We shared the belief, a common aim that we should check the power of the strong over the weak because our grasp of human dignity was frequently compromised by a pervasive and common selfishness.

In the very heart of our understanding of human dignity, whether most of us understood it or not, we had the message of God becoming man in the person of Jesus Christ. We learned that in becoming man God had chosen to save us from our own folly. Consequently Christian belief in the Incarnation cannot be separated from what it means to be human. Transcendence and objectivity are inseparable.

It was this belief that gave to Western civilisation the liberating  realisation that human beings can be confident in their humility. It is God who gives us our status. And the appropriate response to that is gratitude not the overarching hubris of self-realisation. One is free to choose but that freedom cannot turn choice into an absolute. Choice means at the very least you choose the best over the good, but most significantly right over wrong.

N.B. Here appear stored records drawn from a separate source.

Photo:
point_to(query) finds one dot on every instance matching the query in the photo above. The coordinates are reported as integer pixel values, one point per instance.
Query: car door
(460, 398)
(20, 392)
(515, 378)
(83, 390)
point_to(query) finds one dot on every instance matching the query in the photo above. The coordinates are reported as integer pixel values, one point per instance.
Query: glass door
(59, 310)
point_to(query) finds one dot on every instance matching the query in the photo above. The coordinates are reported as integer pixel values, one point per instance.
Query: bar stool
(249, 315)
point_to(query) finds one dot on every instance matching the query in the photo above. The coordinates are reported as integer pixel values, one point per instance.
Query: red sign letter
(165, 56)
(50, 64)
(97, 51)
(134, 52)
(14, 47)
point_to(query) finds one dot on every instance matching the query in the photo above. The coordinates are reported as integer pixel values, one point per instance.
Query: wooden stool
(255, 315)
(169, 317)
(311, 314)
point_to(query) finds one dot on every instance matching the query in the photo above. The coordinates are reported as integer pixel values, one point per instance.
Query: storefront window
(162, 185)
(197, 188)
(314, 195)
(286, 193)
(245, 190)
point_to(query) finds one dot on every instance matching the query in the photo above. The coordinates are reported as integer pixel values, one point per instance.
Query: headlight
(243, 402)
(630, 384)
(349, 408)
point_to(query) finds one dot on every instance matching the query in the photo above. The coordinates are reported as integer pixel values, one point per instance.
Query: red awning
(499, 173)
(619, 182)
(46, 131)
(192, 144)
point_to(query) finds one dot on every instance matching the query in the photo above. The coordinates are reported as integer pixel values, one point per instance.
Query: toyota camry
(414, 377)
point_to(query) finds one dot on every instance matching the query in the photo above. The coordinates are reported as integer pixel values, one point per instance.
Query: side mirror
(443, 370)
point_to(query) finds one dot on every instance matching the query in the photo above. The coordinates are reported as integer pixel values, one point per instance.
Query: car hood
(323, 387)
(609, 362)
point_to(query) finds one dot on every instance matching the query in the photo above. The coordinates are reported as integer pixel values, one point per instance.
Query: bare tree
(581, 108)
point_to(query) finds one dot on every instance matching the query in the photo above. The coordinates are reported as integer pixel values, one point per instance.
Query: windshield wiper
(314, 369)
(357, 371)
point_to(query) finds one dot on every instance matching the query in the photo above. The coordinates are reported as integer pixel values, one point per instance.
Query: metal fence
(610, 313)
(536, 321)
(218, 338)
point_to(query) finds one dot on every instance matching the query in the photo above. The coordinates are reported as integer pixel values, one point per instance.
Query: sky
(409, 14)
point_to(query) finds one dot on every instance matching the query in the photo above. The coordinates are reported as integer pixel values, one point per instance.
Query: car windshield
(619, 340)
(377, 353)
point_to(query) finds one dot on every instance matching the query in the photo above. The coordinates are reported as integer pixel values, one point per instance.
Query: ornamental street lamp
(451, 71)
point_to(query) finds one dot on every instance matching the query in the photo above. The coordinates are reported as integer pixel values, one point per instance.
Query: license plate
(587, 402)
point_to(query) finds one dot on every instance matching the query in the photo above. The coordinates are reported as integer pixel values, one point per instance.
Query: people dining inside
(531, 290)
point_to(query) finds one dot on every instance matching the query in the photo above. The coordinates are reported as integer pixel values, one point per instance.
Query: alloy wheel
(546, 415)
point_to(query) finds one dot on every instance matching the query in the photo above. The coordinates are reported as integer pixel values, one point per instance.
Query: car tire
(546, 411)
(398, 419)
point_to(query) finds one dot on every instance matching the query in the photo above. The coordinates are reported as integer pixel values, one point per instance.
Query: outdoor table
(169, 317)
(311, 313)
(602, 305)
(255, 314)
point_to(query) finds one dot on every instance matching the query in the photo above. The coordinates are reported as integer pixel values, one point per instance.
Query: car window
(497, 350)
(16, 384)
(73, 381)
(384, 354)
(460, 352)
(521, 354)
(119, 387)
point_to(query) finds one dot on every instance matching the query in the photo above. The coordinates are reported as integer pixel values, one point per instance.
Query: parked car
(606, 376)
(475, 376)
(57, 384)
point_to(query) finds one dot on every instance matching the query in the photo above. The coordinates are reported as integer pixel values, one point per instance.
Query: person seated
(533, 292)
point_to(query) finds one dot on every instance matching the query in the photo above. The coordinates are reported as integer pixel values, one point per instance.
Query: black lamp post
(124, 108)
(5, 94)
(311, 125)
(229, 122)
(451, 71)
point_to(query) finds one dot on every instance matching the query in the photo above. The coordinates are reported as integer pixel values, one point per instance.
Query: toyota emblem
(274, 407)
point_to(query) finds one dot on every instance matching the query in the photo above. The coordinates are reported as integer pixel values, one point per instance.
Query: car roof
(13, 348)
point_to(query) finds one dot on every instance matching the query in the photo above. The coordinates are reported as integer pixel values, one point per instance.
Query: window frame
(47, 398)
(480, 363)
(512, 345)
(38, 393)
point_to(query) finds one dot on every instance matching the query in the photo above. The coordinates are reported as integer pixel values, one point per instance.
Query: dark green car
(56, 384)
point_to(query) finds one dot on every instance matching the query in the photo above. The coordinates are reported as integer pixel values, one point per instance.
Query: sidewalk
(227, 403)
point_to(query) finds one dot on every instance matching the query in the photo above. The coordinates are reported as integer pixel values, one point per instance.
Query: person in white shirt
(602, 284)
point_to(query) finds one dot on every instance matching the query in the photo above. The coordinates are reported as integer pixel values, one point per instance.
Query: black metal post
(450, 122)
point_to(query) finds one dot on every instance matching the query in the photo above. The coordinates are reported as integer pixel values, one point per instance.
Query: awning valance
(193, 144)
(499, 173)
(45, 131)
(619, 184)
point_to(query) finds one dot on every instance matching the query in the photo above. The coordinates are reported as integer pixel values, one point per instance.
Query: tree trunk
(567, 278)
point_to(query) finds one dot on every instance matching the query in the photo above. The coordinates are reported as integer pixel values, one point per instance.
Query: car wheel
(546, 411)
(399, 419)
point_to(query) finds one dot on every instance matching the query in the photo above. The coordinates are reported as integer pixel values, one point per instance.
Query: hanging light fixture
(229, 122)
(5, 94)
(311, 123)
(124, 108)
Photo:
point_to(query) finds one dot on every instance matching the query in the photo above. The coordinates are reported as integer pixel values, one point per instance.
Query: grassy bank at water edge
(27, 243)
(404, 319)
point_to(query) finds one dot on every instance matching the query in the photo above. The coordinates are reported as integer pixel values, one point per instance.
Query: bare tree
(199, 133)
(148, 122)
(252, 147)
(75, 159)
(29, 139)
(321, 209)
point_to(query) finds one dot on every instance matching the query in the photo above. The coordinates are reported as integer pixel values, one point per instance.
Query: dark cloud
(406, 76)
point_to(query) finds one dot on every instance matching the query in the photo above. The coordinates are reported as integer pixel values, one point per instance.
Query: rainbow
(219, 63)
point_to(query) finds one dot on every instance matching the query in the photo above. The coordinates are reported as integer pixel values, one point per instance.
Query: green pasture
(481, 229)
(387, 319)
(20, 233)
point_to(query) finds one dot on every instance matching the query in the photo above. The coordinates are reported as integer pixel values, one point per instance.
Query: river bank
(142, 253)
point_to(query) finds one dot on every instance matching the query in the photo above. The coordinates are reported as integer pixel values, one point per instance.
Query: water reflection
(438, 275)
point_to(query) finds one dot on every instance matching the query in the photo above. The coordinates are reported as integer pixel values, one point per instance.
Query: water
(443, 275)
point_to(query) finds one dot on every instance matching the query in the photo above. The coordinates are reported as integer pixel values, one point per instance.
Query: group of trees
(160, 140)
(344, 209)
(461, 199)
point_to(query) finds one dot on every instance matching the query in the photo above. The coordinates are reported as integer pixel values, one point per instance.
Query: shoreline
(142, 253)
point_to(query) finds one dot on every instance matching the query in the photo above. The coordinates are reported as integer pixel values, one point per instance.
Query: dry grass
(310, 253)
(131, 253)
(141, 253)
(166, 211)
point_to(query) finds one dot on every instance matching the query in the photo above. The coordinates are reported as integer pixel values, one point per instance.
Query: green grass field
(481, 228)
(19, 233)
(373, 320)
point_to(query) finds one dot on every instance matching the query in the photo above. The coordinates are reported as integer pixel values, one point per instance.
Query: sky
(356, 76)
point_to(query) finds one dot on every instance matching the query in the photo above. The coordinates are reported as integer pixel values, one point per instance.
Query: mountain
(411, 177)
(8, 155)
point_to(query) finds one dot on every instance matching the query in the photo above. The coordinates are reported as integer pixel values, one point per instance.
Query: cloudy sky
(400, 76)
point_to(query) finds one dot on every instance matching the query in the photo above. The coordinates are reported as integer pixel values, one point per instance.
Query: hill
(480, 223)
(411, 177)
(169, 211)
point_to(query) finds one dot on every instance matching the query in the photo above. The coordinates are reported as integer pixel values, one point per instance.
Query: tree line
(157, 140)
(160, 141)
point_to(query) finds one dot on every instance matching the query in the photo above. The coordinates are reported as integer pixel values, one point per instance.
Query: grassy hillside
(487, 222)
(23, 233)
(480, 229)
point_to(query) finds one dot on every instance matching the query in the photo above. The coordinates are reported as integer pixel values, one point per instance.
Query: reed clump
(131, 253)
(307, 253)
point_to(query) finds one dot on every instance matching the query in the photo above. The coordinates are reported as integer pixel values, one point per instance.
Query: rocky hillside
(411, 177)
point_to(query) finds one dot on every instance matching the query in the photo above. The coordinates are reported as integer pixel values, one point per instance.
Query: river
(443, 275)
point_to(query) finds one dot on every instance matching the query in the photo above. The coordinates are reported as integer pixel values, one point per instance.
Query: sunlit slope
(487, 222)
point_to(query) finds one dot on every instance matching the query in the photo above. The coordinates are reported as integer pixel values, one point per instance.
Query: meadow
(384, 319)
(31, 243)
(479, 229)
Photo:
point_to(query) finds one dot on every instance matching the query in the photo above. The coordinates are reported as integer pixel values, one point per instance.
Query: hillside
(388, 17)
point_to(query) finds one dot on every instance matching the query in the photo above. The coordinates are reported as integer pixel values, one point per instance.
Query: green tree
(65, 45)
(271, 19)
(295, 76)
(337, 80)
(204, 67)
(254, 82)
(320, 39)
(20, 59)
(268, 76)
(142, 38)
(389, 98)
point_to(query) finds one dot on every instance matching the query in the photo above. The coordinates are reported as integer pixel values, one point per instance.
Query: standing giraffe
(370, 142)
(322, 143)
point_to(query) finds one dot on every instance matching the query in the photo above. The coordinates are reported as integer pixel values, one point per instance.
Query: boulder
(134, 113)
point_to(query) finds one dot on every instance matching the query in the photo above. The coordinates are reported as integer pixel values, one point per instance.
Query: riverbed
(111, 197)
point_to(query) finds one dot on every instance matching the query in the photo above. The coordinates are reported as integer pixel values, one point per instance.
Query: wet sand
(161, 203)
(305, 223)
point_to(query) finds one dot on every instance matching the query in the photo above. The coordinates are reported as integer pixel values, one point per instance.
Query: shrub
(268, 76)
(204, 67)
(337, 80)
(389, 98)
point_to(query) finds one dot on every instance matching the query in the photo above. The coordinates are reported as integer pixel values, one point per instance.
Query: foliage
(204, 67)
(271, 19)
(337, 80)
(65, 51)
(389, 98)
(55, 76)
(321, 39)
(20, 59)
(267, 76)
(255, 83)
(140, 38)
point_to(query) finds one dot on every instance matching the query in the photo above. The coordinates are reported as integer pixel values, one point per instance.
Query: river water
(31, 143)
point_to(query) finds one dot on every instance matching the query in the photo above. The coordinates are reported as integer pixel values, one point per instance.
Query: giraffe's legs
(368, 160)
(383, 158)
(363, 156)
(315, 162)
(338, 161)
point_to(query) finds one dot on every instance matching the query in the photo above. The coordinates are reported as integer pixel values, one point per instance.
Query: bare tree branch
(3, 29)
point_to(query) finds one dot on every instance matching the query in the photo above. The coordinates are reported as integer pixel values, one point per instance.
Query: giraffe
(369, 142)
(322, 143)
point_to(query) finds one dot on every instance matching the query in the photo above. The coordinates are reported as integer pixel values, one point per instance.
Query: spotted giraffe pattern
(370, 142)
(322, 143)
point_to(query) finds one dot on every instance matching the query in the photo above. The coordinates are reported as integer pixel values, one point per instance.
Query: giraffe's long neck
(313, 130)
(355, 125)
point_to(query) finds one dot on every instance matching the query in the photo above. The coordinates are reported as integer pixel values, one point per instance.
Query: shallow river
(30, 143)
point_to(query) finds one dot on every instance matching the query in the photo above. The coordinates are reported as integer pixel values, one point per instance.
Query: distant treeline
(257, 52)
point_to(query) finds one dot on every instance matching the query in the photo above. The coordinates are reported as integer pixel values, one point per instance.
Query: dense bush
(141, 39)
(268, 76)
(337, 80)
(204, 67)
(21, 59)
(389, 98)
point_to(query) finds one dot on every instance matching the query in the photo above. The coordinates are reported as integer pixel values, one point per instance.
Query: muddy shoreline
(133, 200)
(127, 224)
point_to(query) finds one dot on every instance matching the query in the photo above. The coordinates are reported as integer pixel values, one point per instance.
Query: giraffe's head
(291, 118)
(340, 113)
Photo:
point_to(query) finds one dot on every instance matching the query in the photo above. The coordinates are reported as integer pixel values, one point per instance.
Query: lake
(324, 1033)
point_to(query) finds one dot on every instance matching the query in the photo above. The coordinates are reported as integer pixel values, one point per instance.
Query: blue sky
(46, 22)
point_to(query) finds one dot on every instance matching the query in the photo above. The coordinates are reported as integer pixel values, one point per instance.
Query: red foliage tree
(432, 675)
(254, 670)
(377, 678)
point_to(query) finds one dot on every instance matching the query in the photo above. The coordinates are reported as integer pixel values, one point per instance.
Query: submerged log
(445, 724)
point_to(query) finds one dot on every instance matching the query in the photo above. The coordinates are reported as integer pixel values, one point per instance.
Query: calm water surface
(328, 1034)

The most satisfying and enduring notion of human equality arises out of the biblical teaching that we are all sinners. No one can claim to be superior to another. All of us are subject to the same law and judgement. That realisation along with the declaration of human dignity demands that everyone, even the poorest and weakest deserves respect and justice.

It is these two insights of creation and fallenness that permit democracy to operate. Indeed without these fundamental truths shaping our hearts and minds, democracy cannot operate. It degenerates into tribalism and the struggle for ascendancy.

Which is where we are and why so many contemporary school mottos echo little more than wishful thinking. Neither boys nor girls can do everything. An act of will does not make it so. Reality is not any old social construction you might imagine. We do not create truth; truth creates us.

That is the point. Contemporary education is teaching its pupils to believe a fantasy; that they can make the world what they would like it to be. The authority so that desire may be fulfilled is nothing other than the individual ego. The traditional notion of dignity is taken hostage without the authority or recognition of the provider. Irony is always with us. The only identity that cannot speak its name is the one that holds up the roof from which all the others shout.

The consequence is that a great and liberating declaration of human freedom, without recognition of its roots becomes the worst of tyrants. It will permit no dissent because we have lost humility’s foundation and the reason for gratitude. The necessity and comfort of forgiveness is a foreign country. Everyone becomes a victim in search of his or her rights which are apparently inexhaustible. State education must become the contemporary tool of the state condemned to relevance.

Two hundred years ago JS Mill in chapter 5 of “On Liberty” had this to say, among other things, on education. “A general State education is a mere contrivance for moulding people to be exactly like one another; and as the mould in which it casts them is that which pleases the dominant power in the government, whether this be a monarch, an aristocracy, or the majority of the existing generation, in proportion as it is efficient and successful, it establishes a despotism over the mind, leading by a natural tendency to one over the body.”

It must be self-evident to the man or woman unseduced by the contemporary heresy of self-realisation that we are in trouble. We have recalibrated the old idea of dignity to mean autonomy. The hero is the autonomous self-realising social constructor while the villain is the man or woman who would remind the self-realising social constructor that his or her vision will produce nothing more than that kind of slavery we used to call narcissism.

Bruce Logan is a board member of Family First NZ.